Contemporary professional-society guidelines, such as the 2023 European Society of Cardiology guidelines on acute coronary syndromes, synthesize the evidence on definition, risk stratification, and management of CAD presentations and are the standard reference for current practice (Byrne, 2023).

History

The recognition of coronary atherosclerosis as the basis of angina and infarction developed across the twentieth century, and the modern inflammatory understanding of the disease was consolidated in reviews such as Hansson (2005) and Libby (2019), reframing CAD as an immune-inflammatory as well as a lipid-driven disorder.

Key figures

  • Peter Libby
  • Göran K. Hansson

Related topics

Seminal works

  • hansson-2005
  • libby-2019

Frequently asked questions

Is coronary artery disease the same as myocardial ischemia?
They are closely related but not identical.
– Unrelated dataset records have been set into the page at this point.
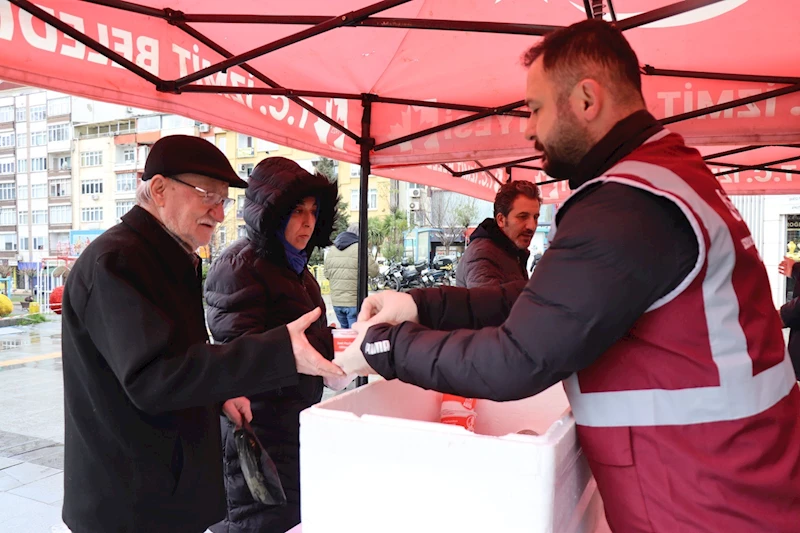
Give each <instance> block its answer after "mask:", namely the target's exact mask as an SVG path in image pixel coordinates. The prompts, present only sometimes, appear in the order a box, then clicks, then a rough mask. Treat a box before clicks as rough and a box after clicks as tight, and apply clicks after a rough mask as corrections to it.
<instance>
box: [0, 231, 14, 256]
mask: <svg viewBox="0 0 800 533" xmlns="http://www.w3.org/2000/svg"><path fill="white" fill-rule="evenodd" d="M0 246H2V248H0V249H2V250H5V251H6V252H8V251H11V250H16V249H17V234H16V233H5V234H3V235H1V236H0Z"/></svg>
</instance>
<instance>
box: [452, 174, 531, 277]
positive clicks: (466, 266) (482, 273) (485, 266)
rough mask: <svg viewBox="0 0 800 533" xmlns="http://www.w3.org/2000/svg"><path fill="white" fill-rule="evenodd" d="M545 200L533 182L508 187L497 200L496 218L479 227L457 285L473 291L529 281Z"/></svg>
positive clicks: (469, 240)
mask: <svg viewBox="0 0 800 533" xmlns="http://www.w3.org/2000/svg"><path fill="white" fill-rule="evenodd" d="M541 207H542V198H541V196H540V195H539V188H538V187H537V186H536V184H535V183H531V182H529V181H512V182H509V183H506V184H504V185H503V186H502V187H500V190H499V191H497V195H496V196H495V197H494V218H487V219H486V220H484V221H483V222H481V223H480V225H478V227H477V228H475V231H473V232H472V235H470V238H469V246H467V251H466V252H464V255H463V256H461V260H460V261H459V262H458V269H457V270H456V285H457V286H458V287H466V288H468V289H472V288H474V287H491V286H492V285H497V284H498V283H508V282H511V281H527V279H528V270H527V263H528V256H529V255H530V251H529V250H528V247H529V246H530V245H531V240H532V239H533V234H534V232H535V231H536V226H537V225H538V223H539V210H540V209H541Z"/></svg>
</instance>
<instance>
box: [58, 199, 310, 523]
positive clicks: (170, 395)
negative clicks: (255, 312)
mask: <svg viewBox="0 0 800 533" xmlns="http://www.w3.org/2000/svg"><path fill="white" fill-rule="evenodd" d="M193 258H196V256H194V255H190V254H188V253H187V252H186V251H185V250H184V249H183V248H182V247H181V245H180V244H178V242H177V241H176V240H175V239H174V238H173V237H172V236H170V235H169V234H168V233H167V232H166V230H165V229H164V228H163V227H162V226H161V224H160V223H159V222H158V221H157V220H156V219H155V218H153V217H152V216H151V215H150V214H149V213H148V212H147V211H145V210H144V209H142V208H140V207H134V208H133V209H132V210H131V211H130V212H129V213H128V214H126V215H125V216H123V217H122V222H121V223H120V224H118V225H116V226H114V227H113V228H111V229H109V230H108V231H106V232H105V233H103V234H102V235H101V236H99V237H98V238H97V239H96V240H95V241H94V242H93V243H92V244H91V245H90V246H89V247H87V248H86V250H84V252H83V253H82V254H81V256H80V258H79V259H78V260H77V261H76V263H75V266H74V268H73V269H72V272H71V273H70V275H69V278H68V280H67V283H66V287H65V290H64V305H63V319H62V353H63V363H64V404H65V413H64V414H65V417H66V424H65V429H66V435H65V438H66V440H65V450H64V510H63V518H64V522H65V523H66V524H67V525H68V526H69V527H70V529H71V530H72V531H73V532H74V533H99V532H106V531H109V532H110V531H114V532H115V533H125V532H130V533H139V532H142V531H147V532H149V533H183V532H186V533H198V532H201V531H203V530H204V529H205V528H206V527H208V526H209V525H211V524H213V523H215V522H217V521H219V520H220V519H222V517H223V516H224V515H225V499H224V492H223V483H222V454H221V450H220V445H219V438H220V435H219V405H220V404H221V403H222V402H223V401H224V400H226V399H228V398H232V397H236V396H241V395H250V394H257V393H260V392H264V391H268V390H272V389H276V388H278V387H288V386H291V385H293V384H295V383H297V371H296V368H295V362H294V357H293V356H292V352H291V348H290V346H291V344H290V341H289V334H288V332H287V331H286V328H285V327H279V328H276V329H274V330H271V331H269V332H266V333H262V334H260V335H253V336H250V337H243V338H241V339H239V340H238V341H237V342H235V343H232V344H229V345H225V346H214V345H211V344H208V343H207V342H208V335H207V333H206V326H205V321H204V319H203V306H202V299H201V296H202V294H201V285H200V277H199V271H198V269H197V267H196V266H195V263H194V262H193ZM265 352H271V353H275V354H276V356H275V357H272V358H265V357H263V354H264V353H265Z"/></svg>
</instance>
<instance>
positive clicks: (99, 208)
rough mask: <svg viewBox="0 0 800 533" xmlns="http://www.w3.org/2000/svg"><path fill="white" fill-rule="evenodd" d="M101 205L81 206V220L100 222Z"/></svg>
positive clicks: (84, 221)
mask: <svg viewBox="0 0 800 533" xmlns="http://www.w3.org/2000/svg"><path fill="white" fill-rule="evenodd" d="M102 221H103V208H102V207H83V208H81V222H102Z"/></svg>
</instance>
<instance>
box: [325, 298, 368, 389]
mask: <svg viewBox="0 0 800 533" xmlns="http://www.w3.org/2000/svg"><path fill="white" fill-rule="evenodd" d="M364 303H366V301H365V302H364ZM362 309H363V307H362ZM353 329H354V330H356V331H357V332H358V337H356V340H354V341H353V344H351V345H350V346H348V347H347V349H346V350H345V351H343V352H340V353H338V354H336V357H334V359H333V362H334V363H336V364H337V365H339V366H340V367H341V368H342V370H344V371H345V372H346V373H347V374H350V375H352V374H357V375H359V376H367V375H369V374H376V373H377V372H375V371H374V370H373V369H372V367H371V366H369V363H367V360H366V358H365V357H364V354H363V353H362V352H361V344H362V343H363V342H364V337H365V336H366V335H367V330H368V329H369V325H368V324H367V323H365V322H356V323H355V324H353Z"/></svg>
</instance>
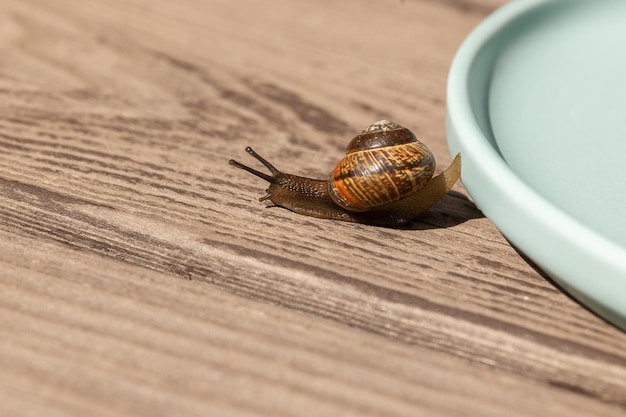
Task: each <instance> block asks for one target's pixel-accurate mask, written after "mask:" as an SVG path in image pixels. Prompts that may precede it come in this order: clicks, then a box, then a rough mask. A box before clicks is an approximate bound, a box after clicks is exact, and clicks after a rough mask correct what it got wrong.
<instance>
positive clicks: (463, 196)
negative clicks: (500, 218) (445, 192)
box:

Coronary artery disease is the disease of the arteries, usually atherosclerotic; myocardial ischemia is the resulting state in which heart muscle receives insufficient blood. CAD is the most common cause of myocardial ischemia.
Why is this area placed under cardiothoracic and vascular surgery?
Because surgical coronary revascularization is one of the major treatments for advanced coronary artery disease, the disease's biology and presentations are foundational background for that surgical field. The entry itself describes the disease and does not give surgical or medical advice.